Viktor was listening with his whole body. I had noticed this before—that he listened physically, not just with his attention but with his orientation, the angle of him toward the source of what he was receiving.

“I’ve been angry about that for four years,” I said. “I’ve been looking for a place to put the anger where it would—do something. Where it would be productive rather than just—” I searched for the word— “just mine.”

“That’s a reasonable thing to want,” he said.

“Yes.” I held the cup.

Viktor looked at me for a moment. Then he put his arm around me—the same way he had in the desert dark under the stars, without announcement, the simple movement of an arm finding its position—and I felt the weight of it across my shoulders and the warmth of him along my side, and I did not move away.

He pressed his mouth to my forehead.

The gesture was normal and quiet. It was not a lover’s gesture or a strategic one.
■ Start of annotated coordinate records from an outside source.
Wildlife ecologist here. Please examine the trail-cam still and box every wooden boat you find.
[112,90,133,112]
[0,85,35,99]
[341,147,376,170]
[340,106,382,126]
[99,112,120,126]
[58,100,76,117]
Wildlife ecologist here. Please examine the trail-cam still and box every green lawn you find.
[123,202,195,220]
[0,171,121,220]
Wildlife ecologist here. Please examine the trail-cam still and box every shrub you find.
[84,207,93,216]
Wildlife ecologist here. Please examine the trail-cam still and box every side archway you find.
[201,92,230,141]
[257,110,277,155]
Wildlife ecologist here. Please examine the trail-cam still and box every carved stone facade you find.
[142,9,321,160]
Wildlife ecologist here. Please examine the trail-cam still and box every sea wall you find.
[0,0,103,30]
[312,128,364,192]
It was the gesture of someone who had heard something they understood was not easy to say.

“Whatever it is,” he said, “we have time.”

We have time.

I closed my eyes.

The secondary phone was on the stone beside me, face down, its sent message already incorporated by people forty minutes away in one direction or another, being combined with other information, being used in ways I could not control.

I was standing between two worlds, and I had spent four days telling myself the standing was strategic, that managing both was the intelligent response to an impossible situation, that partial information and careful calibration and time—time which Viktor had just said we had—would eventually resolve the impossible into the manageable.

The cold desert morning said otherwise.

The cold desert morning said: You sent a message this morning from a stone step while the man who said he would burn the city before letting anyone use you was asleep inside.

I opened my eyes.

I thought about what choosing meant, in each direction, for each person in the blast radius—Elena, Isla, Viktor, the version of myself that had stood at a graveside in Henderson four years ago and felt the grief organize itself into the anger that had brought me here.

I thought about the step I was sitting on, the arm around me, and the forehead kiss.

I thought about my father, who had sat at tables the house had built and told himself the distinguishing factor was him.

I had to choose.

And whichever way I chose, someone was going to bleed.